Mark Grescler, head, military science; MA Webster University, St. Louis; teaching: brigade training officer, Fort Bliss, Texas; specialty: air defense artillery; start date: August 1.
Dean Hanink, head, geography; Ph.D. University of Georgia; teaching: UConn; specialty: economic analysis of environmental issues, international trade, economic geography; start date: August 23.
Scott Hasson, head, physical therapy; Ph.D., University of Northern Colorado; teaching: professor and director of post-professional program, school of allied health sciences, Texas Women's University; specialty: exercise science, orthopedic physical therapy, muscle injury; start date: June 1.
Eric Hill, head of performance arts/associate artistic director, dramatic arts; MFA Temple University; teaching: guest faculty member at UConn; specialty: acting and directing; start date: August 23.
David Jordan, acting head, electrical and systems engineering; Ph.D. Cornell University; teaching: UConn; specialty: digital control systems; start date: July 1.
John Rourke, head, political science; Ph.D. UConn; teaching: UConn; specialty: international relations, American and comparative foreign policy; start date: June 1.
Robert Stephens, head, music; Ph.D. Indiana University, teaching: Montclair State University; specialty: music education; start date: July 1.

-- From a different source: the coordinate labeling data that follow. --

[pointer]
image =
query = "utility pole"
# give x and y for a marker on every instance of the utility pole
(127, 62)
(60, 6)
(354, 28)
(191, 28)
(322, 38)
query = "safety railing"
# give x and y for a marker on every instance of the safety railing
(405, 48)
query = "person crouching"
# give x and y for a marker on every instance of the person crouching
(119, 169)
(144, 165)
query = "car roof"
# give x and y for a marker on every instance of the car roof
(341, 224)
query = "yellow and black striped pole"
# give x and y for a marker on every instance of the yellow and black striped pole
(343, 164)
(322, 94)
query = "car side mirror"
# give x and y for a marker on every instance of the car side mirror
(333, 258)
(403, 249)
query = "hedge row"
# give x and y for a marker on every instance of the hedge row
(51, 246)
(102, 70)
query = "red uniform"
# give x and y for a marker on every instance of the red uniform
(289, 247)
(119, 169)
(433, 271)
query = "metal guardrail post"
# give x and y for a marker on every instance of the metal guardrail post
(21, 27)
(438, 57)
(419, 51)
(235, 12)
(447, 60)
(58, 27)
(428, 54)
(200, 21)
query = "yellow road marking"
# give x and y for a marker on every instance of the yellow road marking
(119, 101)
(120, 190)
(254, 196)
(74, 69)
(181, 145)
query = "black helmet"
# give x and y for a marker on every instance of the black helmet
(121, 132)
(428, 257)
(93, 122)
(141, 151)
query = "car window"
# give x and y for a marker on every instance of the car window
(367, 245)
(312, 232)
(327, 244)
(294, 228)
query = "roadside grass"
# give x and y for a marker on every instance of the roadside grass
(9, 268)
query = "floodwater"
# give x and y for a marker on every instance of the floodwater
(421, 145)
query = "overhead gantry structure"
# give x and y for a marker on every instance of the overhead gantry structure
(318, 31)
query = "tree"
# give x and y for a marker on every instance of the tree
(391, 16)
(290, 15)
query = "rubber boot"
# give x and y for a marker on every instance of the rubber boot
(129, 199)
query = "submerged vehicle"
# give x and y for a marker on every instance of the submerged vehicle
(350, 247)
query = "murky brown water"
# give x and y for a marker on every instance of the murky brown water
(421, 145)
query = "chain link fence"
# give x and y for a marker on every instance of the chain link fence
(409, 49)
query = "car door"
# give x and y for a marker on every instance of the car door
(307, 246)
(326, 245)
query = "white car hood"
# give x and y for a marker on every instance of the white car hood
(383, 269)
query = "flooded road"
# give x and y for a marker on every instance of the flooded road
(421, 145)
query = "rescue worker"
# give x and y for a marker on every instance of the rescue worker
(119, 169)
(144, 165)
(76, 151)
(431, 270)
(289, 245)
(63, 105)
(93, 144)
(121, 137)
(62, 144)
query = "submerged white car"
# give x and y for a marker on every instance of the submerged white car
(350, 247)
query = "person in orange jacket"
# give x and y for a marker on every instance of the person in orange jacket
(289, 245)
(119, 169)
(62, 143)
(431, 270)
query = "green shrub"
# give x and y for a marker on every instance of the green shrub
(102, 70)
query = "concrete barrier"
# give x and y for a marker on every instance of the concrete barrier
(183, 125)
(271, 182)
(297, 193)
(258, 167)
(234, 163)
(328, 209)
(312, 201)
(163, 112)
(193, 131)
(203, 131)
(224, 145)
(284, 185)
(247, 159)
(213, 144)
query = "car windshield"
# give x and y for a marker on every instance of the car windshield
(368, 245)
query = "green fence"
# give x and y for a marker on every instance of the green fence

Richard Thornton, interim head, art and art history; MFA Cranbrook Academy of Art; teaching: UConn; specialty: graphic design; start date: August 18.
Philip Yeagle, head, molecular and cell biology; Ph.D. Duke University; teaching: professor, SUNY Buffalo; specialty: membrane structure and function, biochemistry; start date: August 23.
Susan Eisenhandler, acting director, Waterbury campus; Ph.D. UMass, Amherst; teaching: UConn; specialty: social gerontology; start date: August 23.
Carol Rusaw, acting director, Institute of Public Service; Ph.D. Virginia Polytechnic; teaching: UConn; specialty: management and organization development in the public sector; start date: August 18.